The US economy continues to do well and the unemployment rate continues to decline. Healthcare and information technology will feel the most acute talent shortage. What can you do to motivate and retain your key talent?

A recent Korn Ferry survey of 4,900 professionals found that the number one reason professionals want to switch jobs is because they are bored at work (33%). In contrast, only 19% of respondents reported higher salaries as a reason for changing job.

This result is not surprising. Our research with our clients consistently finds that doing challenging and interesting work and having opportunities for development are two key drivers of employee engagement. Pay is a hygiene factor that is needed to keep employees from feeling dissatisfied but not a motivating factor.

These findings hold across the board. For example, Facebook found that many of their employees quit because they were not doing enjoyable work anymore, that their strengths were not being used, or they were not growing professionally.

As a manager, what can you do to motivate your employees? One strategy is to consciously take an employee-centered approach and design work activities around their strengths and interests instead of asking employees to fit into a pre-designed role.

What can you do as a manager to become more employee-centered?

Get to know your employees. This sounds simple but is often overlooked. In a world where performance, metrics, and results are emphasized, managers don’t always take the time to get to know their employees. Find opportunities for informal interactions and conversations to understand what ignites the passion of your employees. Work with your employees to design jobs that fit their passions and support company goals.

Create a safe environment for employees to share their ideas and passions. Encourage employees to share with you and your team what gets them excited at work and at home. Doing so will enable you to get to know your employees and most importantly to discover their strengths and interests. How can employees incorporate some of their passions into their day-to-day work? Can you redesign the job or create a new role that would include your employees’ passion as an element of their work?

Try a pilot program on co-designing the work to be done. Run a pilot program or a mini hackathon for co-designing job roles. Collaborate with your employees to co-design their roles in a way that recognizes their strengths and accomplish project goals.

Be ready to let your employees shine elsewhere. Are there opportunities within your larger organization that would let your employees shine? Be ready to release this employee to other teams where the jobs or projects are a better fit for their passions and development needs.

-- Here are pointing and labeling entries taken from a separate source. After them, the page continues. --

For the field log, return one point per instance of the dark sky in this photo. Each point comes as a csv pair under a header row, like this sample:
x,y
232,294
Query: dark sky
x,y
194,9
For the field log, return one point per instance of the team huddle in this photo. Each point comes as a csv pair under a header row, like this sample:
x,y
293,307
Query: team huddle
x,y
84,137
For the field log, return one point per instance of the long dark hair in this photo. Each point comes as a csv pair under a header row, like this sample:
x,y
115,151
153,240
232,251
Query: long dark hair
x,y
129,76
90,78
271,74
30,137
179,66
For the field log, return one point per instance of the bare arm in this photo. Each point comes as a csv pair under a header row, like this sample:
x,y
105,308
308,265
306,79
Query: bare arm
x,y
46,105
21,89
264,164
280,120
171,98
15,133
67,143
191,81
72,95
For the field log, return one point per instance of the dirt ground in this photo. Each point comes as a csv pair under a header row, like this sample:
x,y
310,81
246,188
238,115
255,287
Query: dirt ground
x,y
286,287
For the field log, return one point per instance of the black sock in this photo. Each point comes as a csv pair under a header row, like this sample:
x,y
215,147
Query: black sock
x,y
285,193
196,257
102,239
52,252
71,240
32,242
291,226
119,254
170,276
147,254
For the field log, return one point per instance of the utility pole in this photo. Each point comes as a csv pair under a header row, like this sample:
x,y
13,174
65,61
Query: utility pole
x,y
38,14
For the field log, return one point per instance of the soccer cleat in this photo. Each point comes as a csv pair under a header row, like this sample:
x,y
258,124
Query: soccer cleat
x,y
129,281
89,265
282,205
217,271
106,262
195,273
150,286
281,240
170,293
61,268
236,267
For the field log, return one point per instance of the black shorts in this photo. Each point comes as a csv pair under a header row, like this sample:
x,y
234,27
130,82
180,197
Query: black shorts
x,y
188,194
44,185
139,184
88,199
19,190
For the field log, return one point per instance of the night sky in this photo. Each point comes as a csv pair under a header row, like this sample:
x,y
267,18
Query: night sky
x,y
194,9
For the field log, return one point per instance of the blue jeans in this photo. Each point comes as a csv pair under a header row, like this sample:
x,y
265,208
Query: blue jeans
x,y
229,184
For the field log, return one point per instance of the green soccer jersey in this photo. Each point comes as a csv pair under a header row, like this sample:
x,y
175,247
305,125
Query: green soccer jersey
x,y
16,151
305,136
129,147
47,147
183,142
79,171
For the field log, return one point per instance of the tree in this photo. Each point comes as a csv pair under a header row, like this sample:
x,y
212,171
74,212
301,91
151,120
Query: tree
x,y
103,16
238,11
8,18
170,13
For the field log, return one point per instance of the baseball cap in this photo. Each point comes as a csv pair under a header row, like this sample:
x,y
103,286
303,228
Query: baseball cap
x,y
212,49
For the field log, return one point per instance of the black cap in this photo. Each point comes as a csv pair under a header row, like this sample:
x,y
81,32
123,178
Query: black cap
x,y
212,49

Sometimes it is difficult to let go of a high performer. However, if managers and leaders were evaluated by how well they groom their talent instead of how well they meet their stated goals by hoarding their best performers, the company will benefit from internal talent growth and reduced employee turnover.

In Summary

The quest for meeting or exceeding performance goals is real, but hoarding high performers is not a solution. You will only make them feel bored, under challenged, and eventually they will leave. The cost of employee turnover is significant. Consider an employee-centered approach to designing work that will unleash employee passion and strengths instead.